CPS collar positions are structurally neutral (protective); the modeled P&L assumes European-style exercise at expiration and ignores early assignment, transaction costs, dividends paid before expiry on the stock leg (when present), and the bid-ask spread on the listed chain. CPS positions also carry Consumer Cyclical sector concentration risk; news flow inside the sector (peer earnings, regulatory shifts, supply-chain headlines) can move CPS alongside the broader basket even when CPS-specific fundamentals are unchanged. Always rebuild the position from current CPS chain quotes before placing a trade.
Frequently asked questions
- What is a collar on CPS?
- A collar on CPS is the collar strategy applied to CPS (stock). The strategy is structurally neutral (protective): A collar pairs long stock with a protective out-of-the-money put financed by a short out-of-the-money call, capping both tails of the position around the current spot. With CPS stock trading near $27.13, the strikes shown on this page are snapped to the nearest listed CPS chain strike and the premiums come straight from the end-of-day bid/ask midpoint.
- How are CPS collar max profit and max loss calculated?

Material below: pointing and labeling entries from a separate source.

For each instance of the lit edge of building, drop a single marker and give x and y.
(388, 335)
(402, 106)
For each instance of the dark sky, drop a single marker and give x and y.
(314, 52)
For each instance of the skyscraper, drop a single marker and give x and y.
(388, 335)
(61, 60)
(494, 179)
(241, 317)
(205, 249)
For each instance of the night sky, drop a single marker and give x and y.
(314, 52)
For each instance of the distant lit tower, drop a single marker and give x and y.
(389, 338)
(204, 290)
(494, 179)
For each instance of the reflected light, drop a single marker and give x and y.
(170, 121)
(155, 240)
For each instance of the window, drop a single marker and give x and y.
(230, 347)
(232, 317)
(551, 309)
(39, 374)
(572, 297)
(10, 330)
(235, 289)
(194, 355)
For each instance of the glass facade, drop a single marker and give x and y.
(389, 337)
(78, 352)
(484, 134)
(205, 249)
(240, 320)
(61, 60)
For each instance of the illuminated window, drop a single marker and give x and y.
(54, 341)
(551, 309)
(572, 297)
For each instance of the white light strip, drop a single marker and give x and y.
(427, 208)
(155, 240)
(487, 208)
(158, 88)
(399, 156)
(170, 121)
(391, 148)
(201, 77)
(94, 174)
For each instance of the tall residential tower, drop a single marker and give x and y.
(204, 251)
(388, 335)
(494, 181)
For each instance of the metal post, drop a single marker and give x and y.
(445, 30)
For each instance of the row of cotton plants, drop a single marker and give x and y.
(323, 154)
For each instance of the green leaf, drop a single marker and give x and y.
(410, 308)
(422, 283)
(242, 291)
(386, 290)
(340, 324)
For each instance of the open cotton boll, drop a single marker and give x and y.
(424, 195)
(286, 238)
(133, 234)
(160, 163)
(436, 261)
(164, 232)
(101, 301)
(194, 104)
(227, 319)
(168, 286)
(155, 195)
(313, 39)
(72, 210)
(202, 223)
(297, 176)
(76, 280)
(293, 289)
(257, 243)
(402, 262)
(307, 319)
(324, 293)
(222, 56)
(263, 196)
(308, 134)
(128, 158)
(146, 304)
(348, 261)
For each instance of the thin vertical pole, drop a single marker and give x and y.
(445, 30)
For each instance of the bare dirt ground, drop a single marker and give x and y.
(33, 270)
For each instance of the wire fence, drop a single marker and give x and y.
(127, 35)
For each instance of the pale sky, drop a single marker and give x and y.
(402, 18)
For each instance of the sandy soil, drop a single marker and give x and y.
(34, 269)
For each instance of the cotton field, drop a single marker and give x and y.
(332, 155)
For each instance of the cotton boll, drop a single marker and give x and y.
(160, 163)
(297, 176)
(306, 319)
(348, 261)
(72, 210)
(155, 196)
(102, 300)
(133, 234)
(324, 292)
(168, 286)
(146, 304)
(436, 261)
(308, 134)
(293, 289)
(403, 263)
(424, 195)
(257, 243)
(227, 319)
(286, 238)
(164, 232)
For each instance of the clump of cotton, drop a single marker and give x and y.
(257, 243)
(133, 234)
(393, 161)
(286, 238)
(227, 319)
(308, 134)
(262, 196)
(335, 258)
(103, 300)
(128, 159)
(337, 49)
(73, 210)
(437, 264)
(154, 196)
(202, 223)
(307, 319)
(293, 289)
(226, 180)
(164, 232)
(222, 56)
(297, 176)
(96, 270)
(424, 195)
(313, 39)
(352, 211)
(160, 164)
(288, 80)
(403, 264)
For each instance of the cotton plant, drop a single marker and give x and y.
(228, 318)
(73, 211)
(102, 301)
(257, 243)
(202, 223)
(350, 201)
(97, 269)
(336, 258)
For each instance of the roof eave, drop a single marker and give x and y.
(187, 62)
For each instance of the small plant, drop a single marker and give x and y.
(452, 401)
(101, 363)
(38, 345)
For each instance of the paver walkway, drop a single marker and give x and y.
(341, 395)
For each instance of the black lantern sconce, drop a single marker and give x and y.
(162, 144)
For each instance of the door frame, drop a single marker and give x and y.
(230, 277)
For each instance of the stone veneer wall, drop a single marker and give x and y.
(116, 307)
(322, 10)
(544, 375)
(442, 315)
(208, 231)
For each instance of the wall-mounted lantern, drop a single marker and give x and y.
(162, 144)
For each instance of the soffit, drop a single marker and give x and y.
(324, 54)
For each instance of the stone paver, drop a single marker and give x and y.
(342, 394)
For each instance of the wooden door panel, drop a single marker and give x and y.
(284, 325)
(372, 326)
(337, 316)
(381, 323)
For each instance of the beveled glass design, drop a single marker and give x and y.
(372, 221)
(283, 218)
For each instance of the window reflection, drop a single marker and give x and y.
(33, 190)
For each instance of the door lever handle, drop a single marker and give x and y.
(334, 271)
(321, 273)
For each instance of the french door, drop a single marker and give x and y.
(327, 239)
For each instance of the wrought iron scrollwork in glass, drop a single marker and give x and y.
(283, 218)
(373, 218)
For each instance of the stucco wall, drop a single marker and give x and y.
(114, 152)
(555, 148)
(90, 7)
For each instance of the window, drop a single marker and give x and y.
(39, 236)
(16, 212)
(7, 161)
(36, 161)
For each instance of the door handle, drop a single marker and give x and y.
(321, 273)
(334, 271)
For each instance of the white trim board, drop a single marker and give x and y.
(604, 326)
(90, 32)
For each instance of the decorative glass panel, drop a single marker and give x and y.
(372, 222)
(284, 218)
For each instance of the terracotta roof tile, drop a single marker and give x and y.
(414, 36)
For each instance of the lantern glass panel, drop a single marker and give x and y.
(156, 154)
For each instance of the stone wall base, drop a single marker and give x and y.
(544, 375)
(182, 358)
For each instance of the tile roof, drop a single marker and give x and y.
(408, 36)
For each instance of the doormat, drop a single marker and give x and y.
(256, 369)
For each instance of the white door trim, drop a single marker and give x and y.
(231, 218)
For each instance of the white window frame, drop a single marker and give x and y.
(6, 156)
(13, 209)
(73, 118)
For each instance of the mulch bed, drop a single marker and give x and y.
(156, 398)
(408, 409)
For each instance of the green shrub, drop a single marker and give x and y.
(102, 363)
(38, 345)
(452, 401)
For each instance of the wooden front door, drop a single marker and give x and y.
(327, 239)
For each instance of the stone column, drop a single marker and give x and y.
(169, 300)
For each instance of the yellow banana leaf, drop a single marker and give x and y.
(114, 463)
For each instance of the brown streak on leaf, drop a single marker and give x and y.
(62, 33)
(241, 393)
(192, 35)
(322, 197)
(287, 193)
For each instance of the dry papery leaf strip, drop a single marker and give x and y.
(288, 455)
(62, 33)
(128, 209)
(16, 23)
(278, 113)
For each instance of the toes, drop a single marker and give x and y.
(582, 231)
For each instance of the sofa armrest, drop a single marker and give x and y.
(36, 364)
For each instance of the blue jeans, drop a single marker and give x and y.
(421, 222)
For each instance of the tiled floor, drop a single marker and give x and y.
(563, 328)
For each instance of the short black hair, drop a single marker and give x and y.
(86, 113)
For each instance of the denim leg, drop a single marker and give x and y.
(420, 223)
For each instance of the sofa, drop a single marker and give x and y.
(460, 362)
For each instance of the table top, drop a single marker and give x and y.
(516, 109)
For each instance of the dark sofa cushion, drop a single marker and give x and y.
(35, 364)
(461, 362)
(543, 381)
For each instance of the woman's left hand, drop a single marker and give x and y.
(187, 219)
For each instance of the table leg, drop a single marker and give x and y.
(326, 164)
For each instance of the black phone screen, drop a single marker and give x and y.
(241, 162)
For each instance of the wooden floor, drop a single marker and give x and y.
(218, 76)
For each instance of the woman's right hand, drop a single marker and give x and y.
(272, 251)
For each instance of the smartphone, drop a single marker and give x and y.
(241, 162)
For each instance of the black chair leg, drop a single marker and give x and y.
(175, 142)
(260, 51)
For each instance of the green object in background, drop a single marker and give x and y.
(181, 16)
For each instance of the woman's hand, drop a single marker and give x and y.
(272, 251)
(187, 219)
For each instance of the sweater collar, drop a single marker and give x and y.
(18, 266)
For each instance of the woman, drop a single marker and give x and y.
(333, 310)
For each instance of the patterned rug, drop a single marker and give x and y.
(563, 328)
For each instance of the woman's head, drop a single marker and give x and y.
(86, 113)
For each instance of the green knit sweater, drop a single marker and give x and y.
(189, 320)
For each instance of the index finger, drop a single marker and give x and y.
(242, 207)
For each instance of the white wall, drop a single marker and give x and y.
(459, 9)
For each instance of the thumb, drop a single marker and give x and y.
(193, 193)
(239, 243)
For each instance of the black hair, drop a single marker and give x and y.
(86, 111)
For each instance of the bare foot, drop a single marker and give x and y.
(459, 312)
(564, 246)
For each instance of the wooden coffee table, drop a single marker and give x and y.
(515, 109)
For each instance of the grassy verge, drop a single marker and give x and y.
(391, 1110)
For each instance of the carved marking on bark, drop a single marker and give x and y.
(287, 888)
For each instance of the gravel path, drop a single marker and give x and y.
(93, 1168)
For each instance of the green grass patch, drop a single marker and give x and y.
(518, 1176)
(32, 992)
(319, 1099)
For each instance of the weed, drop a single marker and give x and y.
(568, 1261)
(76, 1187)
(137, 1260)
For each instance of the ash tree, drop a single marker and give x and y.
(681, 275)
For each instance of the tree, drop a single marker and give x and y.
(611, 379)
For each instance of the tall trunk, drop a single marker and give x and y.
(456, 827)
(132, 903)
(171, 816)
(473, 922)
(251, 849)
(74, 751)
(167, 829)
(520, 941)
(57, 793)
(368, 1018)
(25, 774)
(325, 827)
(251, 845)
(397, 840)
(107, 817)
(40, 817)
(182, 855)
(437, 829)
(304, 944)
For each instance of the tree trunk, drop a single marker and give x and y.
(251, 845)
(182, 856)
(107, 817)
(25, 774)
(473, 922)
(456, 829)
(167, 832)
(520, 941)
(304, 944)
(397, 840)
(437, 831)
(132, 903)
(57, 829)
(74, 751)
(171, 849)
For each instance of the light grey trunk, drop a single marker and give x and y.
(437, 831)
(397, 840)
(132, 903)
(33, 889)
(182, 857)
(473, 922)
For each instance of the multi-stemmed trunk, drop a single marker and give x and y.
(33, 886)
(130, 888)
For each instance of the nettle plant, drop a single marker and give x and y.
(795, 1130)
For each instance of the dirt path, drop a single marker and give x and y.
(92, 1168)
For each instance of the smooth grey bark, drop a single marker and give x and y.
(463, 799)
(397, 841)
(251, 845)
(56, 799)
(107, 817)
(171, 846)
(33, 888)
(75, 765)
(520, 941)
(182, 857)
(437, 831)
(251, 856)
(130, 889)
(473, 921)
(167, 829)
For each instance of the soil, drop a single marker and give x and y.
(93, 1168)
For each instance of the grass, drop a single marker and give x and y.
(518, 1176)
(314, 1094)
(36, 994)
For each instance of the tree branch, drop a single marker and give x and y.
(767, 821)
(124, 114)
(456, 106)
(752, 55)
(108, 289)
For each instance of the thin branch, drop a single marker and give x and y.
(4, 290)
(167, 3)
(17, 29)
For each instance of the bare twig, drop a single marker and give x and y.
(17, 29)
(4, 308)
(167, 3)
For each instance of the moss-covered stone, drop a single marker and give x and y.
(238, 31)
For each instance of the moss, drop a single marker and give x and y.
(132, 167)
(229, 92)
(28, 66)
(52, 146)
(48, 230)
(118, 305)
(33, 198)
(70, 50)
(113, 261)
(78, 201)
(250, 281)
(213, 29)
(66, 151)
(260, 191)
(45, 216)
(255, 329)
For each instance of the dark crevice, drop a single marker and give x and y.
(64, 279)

- Max profit roughly equals short-call strike minus cost basis plus net premium; max loss roughly equals cost basis minus long-put strike minus net premium. Breakeven shifts by the net premium. For the CPS collar priced from the end-of-day chain at a 30-day expiry (ATM IV 64.40%), the computed maximum profit is unbounded per contract and the computed maximum loss is unbounded per contract. Live intraday quotes will differ as the chain moves through the trading session.
- What is the breakeven for a CPS collar?
- The breakeven for the CPS collar priced on this page is no defined breakeven on the modeled curve at expiration, derived from end-of-day chain premiums. Breakeven is the underlying price at which the strategy's P&L crosses zero ignoring transaction costs and assignment risk. The current CPS market-implied 1-standard-deviation expected move is approximately 18.46%; if the move sits well outside the breakeven distance, the structure's risk-reward becomes correspondingly tighter.
- When should you consider a collar on CPS?
- Collars on CPS hedge an existing long CPS stock position; the long put sets a floor while the short call finances it, often run as a near-zero-cost hedge during expected volatility windows.
- How does current CPS implied volatility affect this collar?
- CPS ATM IV is at 64.40% with IV rank near 5.92%, which is on the low end of its 1-year range. Premium-buying structures (long call, long put, debit spreads) are relatively cheap in this regime; premium-selling structures collect less credit per unit risk.